Posté le 6 octobre 2022 par La Rédaction

De toutes les rencontres que l’on peut faire tout au long d’une vie de journaliste, il y en a certaines plus intenses, plus marquantes, plus insolites et inoubliables que d’autres. Celle de Daoud (devenu David) Wali en est une qui cumule tous ces qualificatifs. La rencontre d’un homme ordinaire et exceptionnel, avec un mélange de modestie, douceur, bienveillance et grandeur d’âme, qui lui donne une aura le distinguant de tous. Depuis quarante ans bientôt qu’il est à Bourg, il est comme beaucoup de réfugiés d’une lointaine époque – et je pense là à quelques amis chiliens ayant fui le régime de Pinochet – : un Bressan parmi les autres qui s’est fondu dans la vie burgienne sans problème, tellement heureux d’être parvenu jusqu’ici et d’y avoir été bien accueilli, qu’il y est resté, qu’il s’y est marié, qu’il a fondé une famille et un petit commerce, et qu’il y est même devenu grand-père.

Évidemment, la vie et l’histoire de David Wali ne peuvent se résumer à ces quelques lignes qui nous racontent si peu de choses alors qu’il y a tant à dire. Et même cette page dans Ma(g)ville n’y suffira pas j’en ai peur. Mais essayons…

1982-2022, liberté chérie…

Sa vie est un roman. Et sa lecture nous a pris du temps. Quarante ans. On en a feuilleté les premières pages à la veille de la fête des pères de 1984. Pour Le Progrès, il nous accueillait dans cette unique pièce qu’il occupait sous les toits au 24 de la rue des Casernes. Cela faisait deux ans qu’il était en France, débarquant à Paris en 82 sur un vol en provenance de Téhéran où il avait pu demander asile à l’ambassade de France en prenant des risques inouïs en compagnie d’autres camarades afghans partis de Kaboul pour fuir leur pays occupé. Des journées et des nuits à marcher à travers les montagnes, à se cacher, à passer un certain temps avec les moudjahidines du commandant Massoud, en lutte eux aussi, et à vouloir un jour quitter tout ça, tout cet enfer, pour un monde meilleur…

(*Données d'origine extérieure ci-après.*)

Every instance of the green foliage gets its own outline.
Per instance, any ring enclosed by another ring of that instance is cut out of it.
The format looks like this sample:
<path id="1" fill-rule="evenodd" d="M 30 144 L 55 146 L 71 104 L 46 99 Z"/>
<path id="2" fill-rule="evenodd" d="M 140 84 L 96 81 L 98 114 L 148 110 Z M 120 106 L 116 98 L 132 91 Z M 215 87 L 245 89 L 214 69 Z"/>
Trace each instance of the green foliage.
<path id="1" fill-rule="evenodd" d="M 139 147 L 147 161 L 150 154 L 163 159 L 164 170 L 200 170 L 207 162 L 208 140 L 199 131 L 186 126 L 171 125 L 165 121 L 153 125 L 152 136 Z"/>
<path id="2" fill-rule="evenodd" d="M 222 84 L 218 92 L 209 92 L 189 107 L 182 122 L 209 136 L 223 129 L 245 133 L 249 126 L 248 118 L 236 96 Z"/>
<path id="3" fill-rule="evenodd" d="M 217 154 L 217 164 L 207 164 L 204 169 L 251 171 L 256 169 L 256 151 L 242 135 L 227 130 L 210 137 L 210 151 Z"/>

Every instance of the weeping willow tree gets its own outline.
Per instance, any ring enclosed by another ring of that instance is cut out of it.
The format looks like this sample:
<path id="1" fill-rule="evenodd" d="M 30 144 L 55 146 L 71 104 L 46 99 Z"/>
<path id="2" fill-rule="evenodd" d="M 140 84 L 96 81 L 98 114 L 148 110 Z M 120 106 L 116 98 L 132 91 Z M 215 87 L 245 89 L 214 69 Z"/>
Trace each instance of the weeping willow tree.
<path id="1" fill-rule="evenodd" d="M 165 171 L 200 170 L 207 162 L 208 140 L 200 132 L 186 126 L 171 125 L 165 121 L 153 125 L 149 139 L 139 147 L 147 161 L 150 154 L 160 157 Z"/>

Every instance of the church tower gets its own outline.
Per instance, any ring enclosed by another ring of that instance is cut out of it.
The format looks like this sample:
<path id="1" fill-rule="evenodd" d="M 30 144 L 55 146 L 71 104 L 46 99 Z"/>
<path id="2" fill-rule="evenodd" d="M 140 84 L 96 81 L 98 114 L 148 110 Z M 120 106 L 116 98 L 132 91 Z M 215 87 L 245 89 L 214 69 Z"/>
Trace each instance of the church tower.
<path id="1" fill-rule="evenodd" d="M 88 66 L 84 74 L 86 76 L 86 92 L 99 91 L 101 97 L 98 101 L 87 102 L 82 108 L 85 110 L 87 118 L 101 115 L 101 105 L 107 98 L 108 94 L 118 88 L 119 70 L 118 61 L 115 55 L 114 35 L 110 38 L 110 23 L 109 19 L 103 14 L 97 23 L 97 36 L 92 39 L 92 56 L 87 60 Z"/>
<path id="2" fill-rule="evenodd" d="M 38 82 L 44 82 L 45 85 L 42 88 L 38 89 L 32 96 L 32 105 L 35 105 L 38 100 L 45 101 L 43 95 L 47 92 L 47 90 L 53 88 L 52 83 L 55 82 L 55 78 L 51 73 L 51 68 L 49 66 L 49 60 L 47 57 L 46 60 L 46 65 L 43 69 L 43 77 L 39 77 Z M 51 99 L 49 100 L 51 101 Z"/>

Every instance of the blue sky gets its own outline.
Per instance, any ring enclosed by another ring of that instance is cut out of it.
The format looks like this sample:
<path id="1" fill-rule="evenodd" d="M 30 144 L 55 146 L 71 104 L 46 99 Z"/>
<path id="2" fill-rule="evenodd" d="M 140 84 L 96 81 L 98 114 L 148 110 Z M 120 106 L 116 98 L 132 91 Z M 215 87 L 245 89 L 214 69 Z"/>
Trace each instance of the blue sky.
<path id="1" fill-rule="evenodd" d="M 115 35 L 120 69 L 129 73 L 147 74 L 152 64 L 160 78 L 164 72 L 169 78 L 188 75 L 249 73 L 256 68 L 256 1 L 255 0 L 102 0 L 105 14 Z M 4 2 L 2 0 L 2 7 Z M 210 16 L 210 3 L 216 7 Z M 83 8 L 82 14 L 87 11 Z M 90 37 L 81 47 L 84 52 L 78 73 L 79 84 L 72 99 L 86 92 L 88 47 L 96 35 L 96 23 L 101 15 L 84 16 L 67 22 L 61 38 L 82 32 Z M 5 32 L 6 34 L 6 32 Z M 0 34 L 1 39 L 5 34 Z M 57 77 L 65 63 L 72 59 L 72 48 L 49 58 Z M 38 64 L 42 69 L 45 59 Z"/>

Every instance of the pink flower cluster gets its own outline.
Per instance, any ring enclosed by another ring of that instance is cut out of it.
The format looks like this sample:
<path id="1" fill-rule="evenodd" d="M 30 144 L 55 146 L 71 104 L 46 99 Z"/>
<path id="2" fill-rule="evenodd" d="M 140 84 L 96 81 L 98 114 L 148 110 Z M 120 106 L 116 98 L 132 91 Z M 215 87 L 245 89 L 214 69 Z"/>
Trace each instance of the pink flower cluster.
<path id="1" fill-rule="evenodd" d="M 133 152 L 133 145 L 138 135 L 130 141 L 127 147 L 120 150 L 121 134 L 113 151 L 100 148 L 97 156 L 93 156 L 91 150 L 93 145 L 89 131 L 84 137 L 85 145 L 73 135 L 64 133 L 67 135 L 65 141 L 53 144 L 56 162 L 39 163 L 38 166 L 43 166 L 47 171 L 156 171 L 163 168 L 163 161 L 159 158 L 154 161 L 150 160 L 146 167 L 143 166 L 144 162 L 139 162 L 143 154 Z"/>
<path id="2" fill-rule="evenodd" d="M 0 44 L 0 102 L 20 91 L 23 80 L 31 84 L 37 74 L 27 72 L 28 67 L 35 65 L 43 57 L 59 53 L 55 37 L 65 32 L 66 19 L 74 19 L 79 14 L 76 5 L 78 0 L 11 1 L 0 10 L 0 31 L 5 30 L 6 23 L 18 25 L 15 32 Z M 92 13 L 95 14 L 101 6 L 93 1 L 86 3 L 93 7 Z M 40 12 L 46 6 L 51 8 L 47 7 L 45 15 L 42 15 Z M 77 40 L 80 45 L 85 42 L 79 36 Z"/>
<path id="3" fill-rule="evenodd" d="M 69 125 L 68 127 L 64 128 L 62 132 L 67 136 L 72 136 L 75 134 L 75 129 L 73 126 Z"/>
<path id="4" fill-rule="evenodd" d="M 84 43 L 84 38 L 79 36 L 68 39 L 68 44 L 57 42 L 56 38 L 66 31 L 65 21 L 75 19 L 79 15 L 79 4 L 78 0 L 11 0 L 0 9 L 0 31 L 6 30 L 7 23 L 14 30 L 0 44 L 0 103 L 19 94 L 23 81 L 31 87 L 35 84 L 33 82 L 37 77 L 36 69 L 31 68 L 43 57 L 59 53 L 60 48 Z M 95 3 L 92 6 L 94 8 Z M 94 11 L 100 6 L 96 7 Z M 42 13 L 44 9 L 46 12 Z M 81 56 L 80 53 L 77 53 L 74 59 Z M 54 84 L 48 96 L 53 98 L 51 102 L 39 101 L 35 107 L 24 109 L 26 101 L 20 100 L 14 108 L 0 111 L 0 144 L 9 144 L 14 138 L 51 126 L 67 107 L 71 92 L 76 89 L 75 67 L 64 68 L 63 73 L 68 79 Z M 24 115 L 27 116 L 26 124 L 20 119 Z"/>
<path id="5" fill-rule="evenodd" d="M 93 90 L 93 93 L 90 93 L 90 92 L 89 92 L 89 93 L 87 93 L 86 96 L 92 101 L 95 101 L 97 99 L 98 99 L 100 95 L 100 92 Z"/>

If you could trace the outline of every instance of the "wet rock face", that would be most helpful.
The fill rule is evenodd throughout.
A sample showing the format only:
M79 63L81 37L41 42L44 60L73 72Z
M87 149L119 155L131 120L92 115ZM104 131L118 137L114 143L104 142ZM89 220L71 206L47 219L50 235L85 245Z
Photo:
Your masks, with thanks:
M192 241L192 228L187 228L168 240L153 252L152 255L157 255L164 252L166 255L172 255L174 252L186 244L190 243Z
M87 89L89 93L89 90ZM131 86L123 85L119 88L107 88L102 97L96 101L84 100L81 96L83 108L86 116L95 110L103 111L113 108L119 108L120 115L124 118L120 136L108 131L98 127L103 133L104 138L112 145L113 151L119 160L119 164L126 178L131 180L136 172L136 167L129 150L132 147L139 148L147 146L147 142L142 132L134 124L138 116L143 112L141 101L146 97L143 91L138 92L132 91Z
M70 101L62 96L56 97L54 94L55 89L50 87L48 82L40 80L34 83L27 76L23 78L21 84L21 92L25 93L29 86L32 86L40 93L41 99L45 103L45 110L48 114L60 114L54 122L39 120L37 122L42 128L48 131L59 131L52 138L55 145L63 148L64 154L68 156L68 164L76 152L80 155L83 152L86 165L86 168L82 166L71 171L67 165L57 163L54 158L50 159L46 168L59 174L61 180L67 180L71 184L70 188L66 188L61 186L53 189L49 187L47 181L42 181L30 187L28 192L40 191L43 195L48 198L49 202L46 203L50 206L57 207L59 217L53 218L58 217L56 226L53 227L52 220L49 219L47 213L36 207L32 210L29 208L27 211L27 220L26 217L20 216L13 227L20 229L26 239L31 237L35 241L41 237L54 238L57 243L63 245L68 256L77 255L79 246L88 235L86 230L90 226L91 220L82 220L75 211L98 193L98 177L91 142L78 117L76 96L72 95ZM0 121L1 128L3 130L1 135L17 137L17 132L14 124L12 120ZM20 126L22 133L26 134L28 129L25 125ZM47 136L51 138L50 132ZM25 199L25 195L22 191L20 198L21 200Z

Ce fut donc Paris d’abord, où il put faire de belles connaissances même sans parler notre langue, ce fut Bourg ensuite où il prit ses premiers cours de français, tout en trouvant un poste de manœuvre dans une entreprise ambarroise. À cette époque, il se souvenait des courriers qu’il adressait à sa famille à Kaboul, de la peur de sa mère de le savoir si loin, et des silences sur son père dont il apprit la mort bien plus tard. On était venu le chercher chez lui, on l’avait emprisonné, et sans doute battu à mort. « On lui a fait payer ma fuite » nous avait dit Daoud, pas encore David, à la veille de cette fête des pères 84 à Bourg…

Clins d’œil à « son » Afghanistan

Les années passèrent, nous le perdîmes de vue, et puis ce furent nos retrouvailles en 1995, où, toujours pour Le Progrès, il nous fit défiler quelques épisodes de sa vie depuis notre première rencontre. Son BEP de mécanique générale à l’AFPA, ses divers travaux en usine, son mariage à une institutrice, la naissance de leurs enfants, l’arrivée de sa mère et de frères et sœurs sur notre sol, sa demande de nationalité française acceptée en 1992, son changement de prénom, David désormais, son grade de ceinture noire de judo et aïkido, et aussi, pour des problèmes de santé, la recherche d’un nouveau travail. Et pas n’importe lequel, celui qui pouvait le mieux le rapprocher de ses racines : la vente d’articles d’artisanat fabriqués là-bas, le pays de ses origines, l’Afghanistan…

C’est alors qu’il fit les marchés de la région, et qu’il s’y fit connaître et apprécier, vendit bijoux en lapis-lazuli, pierres bleues étonnantes, des tapis, coffres anciens, petits meubles, et une foule d’objets que l’on peut découvrir aujourd’hui encore dans son commerce modeste qu’il tient toujours près de la porte des Jacobins, au 8 de la rue Jules-Migonney, et où je l’ai retrouvé, ayant bien sûr vieilli tous les deux, mais lui encore bien jeune à 62 ans, avec cette bonté radieuse qui émane de son visage souriant. Si vous passez du côté de la place des Jacobins, rendez-lui visite, regardez de près ses trésors, il ne prendra pas sa retraite de sitôt. Ses voisins commerçants et habitants du centre ne veulent pas le voir quitter les lieux. C’est le soleil de leur quotidien.